13 - What fragrance reminds you of home?
I grew up in Winchester, Virginia, a city that used to be the apple capital of the country—orchards everywhere. My friends and I camped in those orchards and drove old beaters down the lanes between those scraggly trees on summer nights when we were teenagers, often throwing each other from the backs of trucks or the roofs of old station-wagons. Sometimes, I would see the Haitian migrant workers picking apples for the Byrd family orchards (same folks who ran the newspaper) and I wouldn’t think twice about race or class. White people owned the orchards and black people were shipped in from poor foreign countries to pick the fruit. That’s just the way it is, right? Of course, those apple trees are all gone now. In Winchester, our grocery stores, like most American grocery stores, carry Chinese apples.
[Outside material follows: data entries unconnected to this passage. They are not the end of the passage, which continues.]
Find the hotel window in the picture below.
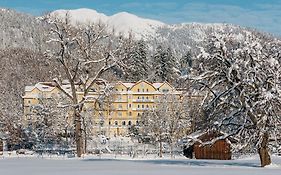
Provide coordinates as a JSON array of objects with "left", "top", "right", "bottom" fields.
[{"left": 118, "top": 112, "right": 122, "bottom": 117}]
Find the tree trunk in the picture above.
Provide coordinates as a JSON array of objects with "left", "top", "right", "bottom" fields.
[
  {"left": 170, "top": 142, "right": 174, "bottom": 159},
  {"left": 75, "top": 110, "right": 83, "bottom": 157},
  {"left": 258, "top": 133, "right": 271, "bottom": 167},
  {"left": 159, "top": 140, "right": 163, "bottom": 157}
]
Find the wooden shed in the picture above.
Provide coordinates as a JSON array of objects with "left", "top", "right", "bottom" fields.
[{"left": 186, "top": 132, "right": 232, "bottom": 160}]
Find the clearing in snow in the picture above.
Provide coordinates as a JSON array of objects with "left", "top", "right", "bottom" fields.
[{"left": 0, "top": 156, "right": 281, "bottom": 175}]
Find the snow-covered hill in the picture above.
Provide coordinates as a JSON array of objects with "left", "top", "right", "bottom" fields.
[{"left": 51, "top": 8, "right": 165, "bottom": 39}]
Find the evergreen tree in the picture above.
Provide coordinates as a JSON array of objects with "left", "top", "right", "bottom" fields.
[
  {"left": 179, "top": 51, "right": 192, "bottom": 76},
  {"left": 153, "top": 46, "right": 177, "bottom": 82},
  {"left": 126, "top": 41, "right": 149, "bottom": 81}
]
Our McMansion neighborhoods are now like tombs for the orchards—streets and complexes named after the apples. But I can still smell that sweet cidery air.
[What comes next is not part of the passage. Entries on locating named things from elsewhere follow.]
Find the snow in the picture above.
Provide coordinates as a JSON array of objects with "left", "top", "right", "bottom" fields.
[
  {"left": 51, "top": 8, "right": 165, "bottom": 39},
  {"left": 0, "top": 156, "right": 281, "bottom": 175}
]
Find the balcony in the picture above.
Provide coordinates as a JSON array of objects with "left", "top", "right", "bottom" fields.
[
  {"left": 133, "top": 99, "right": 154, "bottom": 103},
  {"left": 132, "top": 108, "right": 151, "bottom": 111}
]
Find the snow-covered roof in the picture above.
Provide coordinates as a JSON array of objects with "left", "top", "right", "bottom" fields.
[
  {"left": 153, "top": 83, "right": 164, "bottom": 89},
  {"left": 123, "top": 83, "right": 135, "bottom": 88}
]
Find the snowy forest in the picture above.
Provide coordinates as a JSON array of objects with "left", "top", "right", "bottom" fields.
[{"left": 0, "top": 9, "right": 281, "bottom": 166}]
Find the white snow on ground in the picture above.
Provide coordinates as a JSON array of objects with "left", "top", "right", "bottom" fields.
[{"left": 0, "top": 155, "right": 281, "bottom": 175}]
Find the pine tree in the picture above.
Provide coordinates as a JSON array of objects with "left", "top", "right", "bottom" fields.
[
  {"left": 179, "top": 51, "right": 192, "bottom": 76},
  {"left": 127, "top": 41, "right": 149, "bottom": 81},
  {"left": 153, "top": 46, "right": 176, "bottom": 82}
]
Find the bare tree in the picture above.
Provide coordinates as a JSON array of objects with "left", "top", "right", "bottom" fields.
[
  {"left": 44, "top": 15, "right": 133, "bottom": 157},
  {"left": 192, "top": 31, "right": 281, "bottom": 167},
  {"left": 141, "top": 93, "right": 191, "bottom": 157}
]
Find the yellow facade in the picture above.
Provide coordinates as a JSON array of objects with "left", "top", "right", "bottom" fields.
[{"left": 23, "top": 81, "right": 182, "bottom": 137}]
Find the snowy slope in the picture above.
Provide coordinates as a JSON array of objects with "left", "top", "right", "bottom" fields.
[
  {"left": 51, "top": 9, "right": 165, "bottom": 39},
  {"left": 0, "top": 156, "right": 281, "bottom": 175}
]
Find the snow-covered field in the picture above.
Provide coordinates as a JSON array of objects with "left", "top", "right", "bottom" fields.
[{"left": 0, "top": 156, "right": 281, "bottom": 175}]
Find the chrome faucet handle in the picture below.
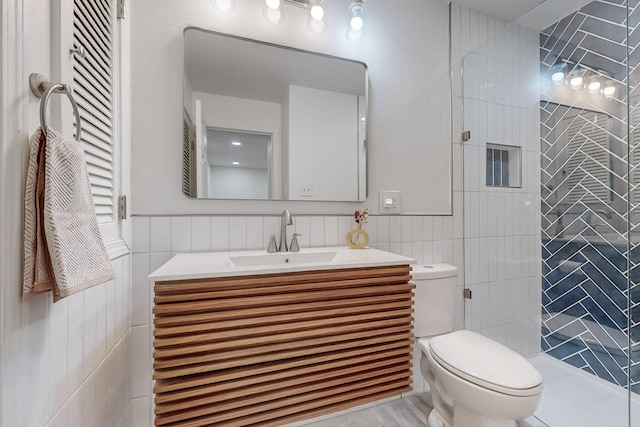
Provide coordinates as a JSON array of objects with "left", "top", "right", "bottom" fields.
[
  {"left": 289, "top": 233, "right": 302, "bottom": 252},
  {"left": 267, "top": 234, "right": 278, "bottom": 253}
]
14 - David W. McFadden once said that books come from books, but are there any other forms that influence your work, whether nature, music, science or visual art?
I have a friend named Chris Porter who is an incredible collagist. Whenever I dive into his work on Instagram, I’m reminded of what William S. Burroughs taught me back when I was first getting turned on to literature in high school: Good art cuts up the linear mind. Good art cuts up that mechanical mode of thinking that politicizes and tribalizes, dropping everyone into binary boxes. As Wendell Berry says, “Every day, do something that won’t compute.” I love collage for those reasons, and also because it’s fun, especially if you’re building one with someone else. It returns you to the mind of a child—the way it compels you to use your fingers and answer images with images and put fun sticky words on top of mean or boring words.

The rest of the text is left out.